General Motors ( GM) might not be able to regain the profitability power it has lost over the past two years, Fitch said Thursday, and as a result, the ratings agency lowered its opinion of some of the carmaker's debt.

Despite Fitch's belief that GM's truck business is a particularly competitive part of its overall product line, the agency downgraded the debt of the company and its financial services unit, General Motors Acceptance, to BBB+ from A-, with a negative rating outlook. Fitch also cited a "negative incentives environment," a share price that's down 27.3% year to date, and health care and pension cost concerns. The news follows a downgrade of the company's debt last week by Moody's.

Shares of GM were losing about 1.8% to $37.87 in early afternoon trading on the New York Stock Exchange.

Fitch believes GM might not be able to bring back the margins it has lost, notably because the company's car portfolio has been stagnant for several years.

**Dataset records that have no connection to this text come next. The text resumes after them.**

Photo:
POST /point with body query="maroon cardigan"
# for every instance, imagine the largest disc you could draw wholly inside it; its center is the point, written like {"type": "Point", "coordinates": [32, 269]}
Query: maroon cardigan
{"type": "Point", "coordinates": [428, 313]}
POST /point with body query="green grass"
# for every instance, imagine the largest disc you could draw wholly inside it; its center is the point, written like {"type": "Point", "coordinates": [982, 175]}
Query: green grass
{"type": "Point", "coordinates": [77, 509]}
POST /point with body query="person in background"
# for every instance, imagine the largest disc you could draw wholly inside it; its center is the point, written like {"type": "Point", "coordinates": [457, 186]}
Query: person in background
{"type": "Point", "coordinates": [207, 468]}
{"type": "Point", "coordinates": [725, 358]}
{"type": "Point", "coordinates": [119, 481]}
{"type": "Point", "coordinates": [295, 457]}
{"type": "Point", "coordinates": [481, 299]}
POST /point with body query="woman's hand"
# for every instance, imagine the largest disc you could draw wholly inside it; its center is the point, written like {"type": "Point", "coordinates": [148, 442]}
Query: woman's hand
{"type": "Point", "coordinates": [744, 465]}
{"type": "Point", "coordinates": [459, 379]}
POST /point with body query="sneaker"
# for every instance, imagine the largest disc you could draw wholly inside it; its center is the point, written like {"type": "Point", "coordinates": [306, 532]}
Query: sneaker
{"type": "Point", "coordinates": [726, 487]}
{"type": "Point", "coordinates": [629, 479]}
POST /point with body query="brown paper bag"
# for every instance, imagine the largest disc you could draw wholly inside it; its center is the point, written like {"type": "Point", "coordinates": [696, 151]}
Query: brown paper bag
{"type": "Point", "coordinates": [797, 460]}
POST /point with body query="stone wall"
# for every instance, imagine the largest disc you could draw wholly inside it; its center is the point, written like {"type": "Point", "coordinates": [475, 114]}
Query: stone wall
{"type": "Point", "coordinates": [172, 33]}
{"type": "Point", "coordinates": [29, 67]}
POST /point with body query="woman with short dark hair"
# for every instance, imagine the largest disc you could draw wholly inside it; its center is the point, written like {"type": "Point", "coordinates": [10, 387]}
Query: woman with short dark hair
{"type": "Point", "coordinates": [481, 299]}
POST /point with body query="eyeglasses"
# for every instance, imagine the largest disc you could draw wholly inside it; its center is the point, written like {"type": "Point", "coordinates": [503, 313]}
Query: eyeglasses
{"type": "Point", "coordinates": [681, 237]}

Further, "the industry has shortened its product cycle substantially over the last five years," Fitch said.

GM's niche products, such as the Hummer H2, which has done relatively well in the market, don't represent sizeable enough volumes to overcome the car portfolio's slack. But the Cadillac ESV and CTS cars counter that issue to some degree, Fitch said.

Longer term, Fitch has concerns about GM's competitive standing, especially in the U.S. and in light of the United Auto Workers negotiations. Additionally, earnings and cash flow have been dragged down by higher health care and pension costs in the last few years, and GM is the largest corporate provider of health care in the U.S. GM is expected to contribute up to $15 billion in pension money in the next five years.

On a positive note, GM has a strong liquidity position with $20.6 billion in cash, a better product mix in North America and strong lines, such as the H2, among others, the ratings service said.